When you talk with a person, think that snow is falling between you and on the person.
Stop conversing when you think the person is covered by snow.
1963 summer
2025 spring
As I was taking in the details of Amari’s fake-snow-capped-eyelashes, visual artist and sex symbol Martine Gutierrez seemingly appeared out of thin air, towering over my friends and me, a half eaten red apple in her hand. She was wearing a sheath dress made entirely out of duct tape, perfectly adhering to the year’s “PERFORM HOMOSEXUALITY” dress code. As I stood there, torn between two bombshells, I prodded Martine for her thoughts on Amari’s performance. “I felt a flirty energy with her when I arrived. We made eye contact and approached each other… woah.” She jokes that she has no idea how she’ll sit on a chair in her dress, let alone perform her hosting duties alongside filmmaker Julio Torres.
Performance artist and ambush interviewer Crackhead Barney was in attendance, shrieking from the back of the room, as she is wont to do. At one point in the bathroom, I overheard her taking a video call at full volume from a stall. “I’m at the Gala. It’s cute, everyone is very nice,” she yelled. “Do you want to come over after?” the person asked from the other end of the phone. “No. Shut up. I don’t like you. You’re weird today.”

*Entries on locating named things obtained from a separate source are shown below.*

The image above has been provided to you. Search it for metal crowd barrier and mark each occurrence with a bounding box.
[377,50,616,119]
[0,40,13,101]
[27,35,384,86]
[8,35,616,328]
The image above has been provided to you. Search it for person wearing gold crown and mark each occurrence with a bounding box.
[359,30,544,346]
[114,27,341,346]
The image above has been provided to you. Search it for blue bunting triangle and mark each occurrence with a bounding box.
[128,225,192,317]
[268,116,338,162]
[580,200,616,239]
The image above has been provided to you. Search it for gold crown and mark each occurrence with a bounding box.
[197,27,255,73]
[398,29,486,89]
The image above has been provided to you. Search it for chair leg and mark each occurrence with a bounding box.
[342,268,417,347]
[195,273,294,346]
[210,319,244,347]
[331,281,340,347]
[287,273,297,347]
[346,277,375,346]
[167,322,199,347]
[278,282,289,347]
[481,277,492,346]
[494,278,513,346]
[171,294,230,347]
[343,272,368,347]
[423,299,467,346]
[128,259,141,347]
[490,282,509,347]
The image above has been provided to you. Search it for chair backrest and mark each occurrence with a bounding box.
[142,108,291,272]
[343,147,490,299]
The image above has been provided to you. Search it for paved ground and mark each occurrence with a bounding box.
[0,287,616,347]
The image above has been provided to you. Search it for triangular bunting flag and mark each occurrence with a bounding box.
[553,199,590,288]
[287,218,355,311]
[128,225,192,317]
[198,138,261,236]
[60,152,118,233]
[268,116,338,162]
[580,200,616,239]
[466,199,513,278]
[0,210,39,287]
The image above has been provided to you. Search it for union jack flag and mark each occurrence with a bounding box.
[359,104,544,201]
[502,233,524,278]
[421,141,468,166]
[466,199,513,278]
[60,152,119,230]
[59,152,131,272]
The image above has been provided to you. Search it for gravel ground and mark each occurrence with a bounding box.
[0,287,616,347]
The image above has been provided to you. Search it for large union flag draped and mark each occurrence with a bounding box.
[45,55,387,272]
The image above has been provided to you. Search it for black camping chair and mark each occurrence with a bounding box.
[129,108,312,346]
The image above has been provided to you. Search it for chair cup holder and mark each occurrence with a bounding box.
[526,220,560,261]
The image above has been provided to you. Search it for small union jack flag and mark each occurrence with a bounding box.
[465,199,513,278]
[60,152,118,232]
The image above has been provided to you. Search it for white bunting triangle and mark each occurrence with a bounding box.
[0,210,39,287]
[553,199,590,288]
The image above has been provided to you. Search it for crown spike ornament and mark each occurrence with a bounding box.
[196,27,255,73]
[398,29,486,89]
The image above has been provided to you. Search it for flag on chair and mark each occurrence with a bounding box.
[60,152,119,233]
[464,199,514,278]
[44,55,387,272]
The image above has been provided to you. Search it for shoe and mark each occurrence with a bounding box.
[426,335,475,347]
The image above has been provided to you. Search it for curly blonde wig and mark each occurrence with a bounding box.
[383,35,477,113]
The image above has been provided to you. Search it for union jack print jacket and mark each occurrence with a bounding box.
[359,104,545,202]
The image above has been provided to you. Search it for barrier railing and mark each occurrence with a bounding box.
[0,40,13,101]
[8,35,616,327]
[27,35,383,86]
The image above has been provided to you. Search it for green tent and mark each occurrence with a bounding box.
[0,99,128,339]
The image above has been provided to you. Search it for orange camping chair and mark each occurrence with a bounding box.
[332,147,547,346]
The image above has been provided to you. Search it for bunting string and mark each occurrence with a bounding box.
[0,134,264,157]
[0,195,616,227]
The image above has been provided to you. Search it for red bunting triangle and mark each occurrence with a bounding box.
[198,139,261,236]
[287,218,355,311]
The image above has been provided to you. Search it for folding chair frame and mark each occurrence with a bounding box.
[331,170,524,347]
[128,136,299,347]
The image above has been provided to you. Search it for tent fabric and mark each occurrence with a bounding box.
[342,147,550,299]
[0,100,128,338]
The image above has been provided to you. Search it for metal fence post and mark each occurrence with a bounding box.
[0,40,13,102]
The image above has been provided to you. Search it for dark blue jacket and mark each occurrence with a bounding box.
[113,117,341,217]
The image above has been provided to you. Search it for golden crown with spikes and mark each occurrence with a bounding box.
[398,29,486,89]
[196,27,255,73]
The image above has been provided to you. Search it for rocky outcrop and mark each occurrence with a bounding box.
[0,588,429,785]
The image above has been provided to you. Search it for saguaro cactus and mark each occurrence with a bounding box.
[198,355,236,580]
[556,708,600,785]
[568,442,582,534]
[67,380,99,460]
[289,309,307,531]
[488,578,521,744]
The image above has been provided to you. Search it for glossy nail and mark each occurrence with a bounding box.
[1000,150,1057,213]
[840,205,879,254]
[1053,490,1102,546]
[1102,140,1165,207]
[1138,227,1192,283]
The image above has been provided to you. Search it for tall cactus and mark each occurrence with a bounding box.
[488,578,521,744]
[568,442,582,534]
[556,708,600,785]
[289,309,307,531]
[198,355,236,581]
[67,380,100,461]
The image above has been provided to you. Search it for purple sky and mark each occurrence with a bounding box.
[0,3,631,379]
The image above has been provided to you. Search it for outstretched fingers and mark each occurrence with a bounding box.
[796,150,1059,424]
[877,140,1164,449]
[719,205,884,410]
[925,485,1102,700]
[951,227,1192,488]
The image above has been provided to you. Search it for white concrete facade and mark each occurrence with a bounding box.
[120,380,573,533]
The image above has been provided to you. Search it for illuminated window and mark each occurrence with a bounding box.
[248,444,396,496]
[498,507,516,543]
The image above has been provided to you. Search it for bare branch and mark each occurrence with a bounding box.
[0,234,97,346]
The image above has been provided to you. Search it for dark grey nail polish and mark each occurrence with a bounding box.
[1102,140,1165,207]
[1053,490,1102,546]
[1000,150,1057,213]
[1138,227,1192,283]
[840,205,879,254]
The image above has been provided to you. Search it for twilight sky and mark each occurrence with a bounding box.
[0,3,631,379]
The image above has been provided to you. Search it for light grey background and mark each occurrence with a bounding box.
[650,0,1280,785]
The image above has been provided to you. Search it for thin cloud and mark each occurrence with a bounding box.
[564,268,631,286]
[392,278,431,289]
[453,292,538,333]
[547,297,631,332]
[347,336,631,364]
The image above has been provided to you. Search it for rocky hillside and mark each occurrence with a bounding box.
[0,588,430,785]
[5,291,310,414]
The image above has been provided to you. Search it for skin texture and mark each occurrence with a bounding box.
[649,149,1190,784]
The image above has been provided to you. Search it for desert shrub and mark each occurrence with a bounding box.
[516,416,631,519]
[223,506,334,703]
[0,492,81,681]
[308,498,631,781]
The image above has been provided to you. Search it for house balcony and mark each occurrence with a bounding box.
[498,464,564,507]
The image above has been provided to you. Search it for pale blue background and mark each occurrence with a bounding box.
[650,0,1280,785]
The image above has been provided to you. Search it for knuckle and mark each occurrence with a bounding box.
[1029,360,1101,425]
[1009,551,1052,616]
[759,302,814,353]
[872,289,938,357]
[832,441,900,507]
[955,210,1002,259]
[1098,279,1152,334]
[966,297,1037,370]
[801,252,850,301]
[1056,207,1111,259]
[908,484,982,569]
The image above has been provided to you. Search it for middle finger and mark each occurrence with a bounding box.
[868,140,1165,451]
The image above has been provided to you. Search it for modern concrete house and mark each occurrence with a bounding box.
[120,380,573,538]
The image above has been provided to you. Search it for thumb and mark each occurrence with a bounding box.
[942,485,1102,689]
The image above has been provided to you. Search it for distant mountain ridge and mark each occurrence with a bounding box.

The most New York of moments coalesced as two stars collided when New York icon Martin Scorsese presented his friend, equally New-York-Iconic author Fran Lebowitz, with her New York Icon award. The audience, which until now wasn’t paying much attention to the host or speakers, went entirely silent, hanging on Scorsese’s every word. “Fran is a writer. A brilliant, celebrated writer,” he lauded in his introduction. “She’s a reader… She doesn’t throw a book away, She can’t do it… She is the greatest gifter of books that I know. For my birthday once she gave me (and it was so sweet), The History of God, and she inscribed it, ‘Marty I hope you haven’t read this yet.’”
Trans icon and MTA subway announcer extraordinaire Bernie Wagenblast was surprised with an award of her own. She received an almost two-minute long standing ovation from the entire house, (and the only one of the night) for her acceptance speech: “The T train is now arriving. Please stand away from the platform edge.”
Gala attendees were treated to yet another enormously New York moment when Debbie Harry, the lead vocalist of the band Blondie, performed a duet with singer Kelsey Lu dressed as Kermit the frog. They sang The Rainbow Connection from the 1979 film The Muppet Movie while slinking down the center catwalk that doubled as the central table of the gala.
“Watch out for that salad, it looks vicious,” Debbie warned Kelsey, as they tiptoed around the Indochine appetizers.
Once the gala wrapped up, attendees nabbed their gift bags full of cannabis goods, weaved through the decorative NYC wire garbage cans filled with baby’s breath flowers, and made their way to the backroom for the afterparty. “Someone’s about to cut themselves onstage,” a passerby yelped. I weaseled through the crowd to find performer Mars Hobrecker on a little stage at the back of the afterparty dancefloor, dressed in lace white panties, attaching bloodsucking leeches to his body. He then took a scalpel and sliced a short gooey red line across his sternum. A stranger tapped my shoulder my shoulder; “Will you catch me if I faint?” he asked.